Problem matching in log file

22 views
Skip to first unread message

kio...@gmail.com

unread,
May 15, 2015, 1:50:03 PM5/15/15
to modgr...@googlegroups.com
Hi,

I'm using modgrammar to parse some log file (log4j), my idea is use the grammar to get the parts I'm interested and ignore the rest.

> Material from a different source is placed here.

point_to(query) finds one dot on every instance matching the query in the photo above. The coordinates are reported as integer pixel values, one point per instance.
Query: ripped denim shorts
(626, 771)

The log file lines look like:
2015-05-14 18:05:35,280 (key:value some nested info) DEBUG Category:371 - Information

The problem is that the last part (the "Information") could have more than one line of information. Normally is some text + xml

For example:
2015-05-14 18:05:35,280 (key:value some nested info) DEBUG Category:371 - Only one line
2015-05-14 18:05:36,280 (key:value some nested info) DEBUG Category:371 - Multi line <node>
    <subnode>some text</subnode>
</node>
2015-05-14 18:05:37,280 (key:value some nested info) DEBUG Category:371 - Other one liner

My grammars are:
grammar_whitespace_mode = 'explicit'

class YYYYMMDD(Grammar):
    #date
    grammar = (WORD('[0-9]', min=4, max=4), L('-'), WORD('[0-9]', min=2, max=2), L('-'),
               WORD('[0-9]', min=2, max=2))

class HHMMSSsss(Grammar): 
    #time
    grammar = (WORD('[0-9]', min=2, max=2), L(':'), WORD('[0-9]', min=2, max=2), L(':'),
               WORD('[0-9]', min=2, max=2), L(','), WORD('[0-9]', min=1, max=3))

class LogDate(Grammar):
    # YYYY-MM-DD ' ' HH:MM:SS.sss
    grammar = (YYYYMMDD, L(' '), HHMMSSsss)

class LogMDC(Grammar):
    #key:value
    grammar = (WORD('a-zA-Z0-9_\-'), L(':'), REPEAT(ANY, min=0, greedy=False))

class LogNDC(Grammar):
    grammar = (REPEAT(ANY_EXCEPT(' '), min=1))

class LogLevel(Grammar):
    grammar = (L('FATAL') | L('ERROR') | L('WARN') | L('INFO') | L('DEBUG') | L('TRACE'))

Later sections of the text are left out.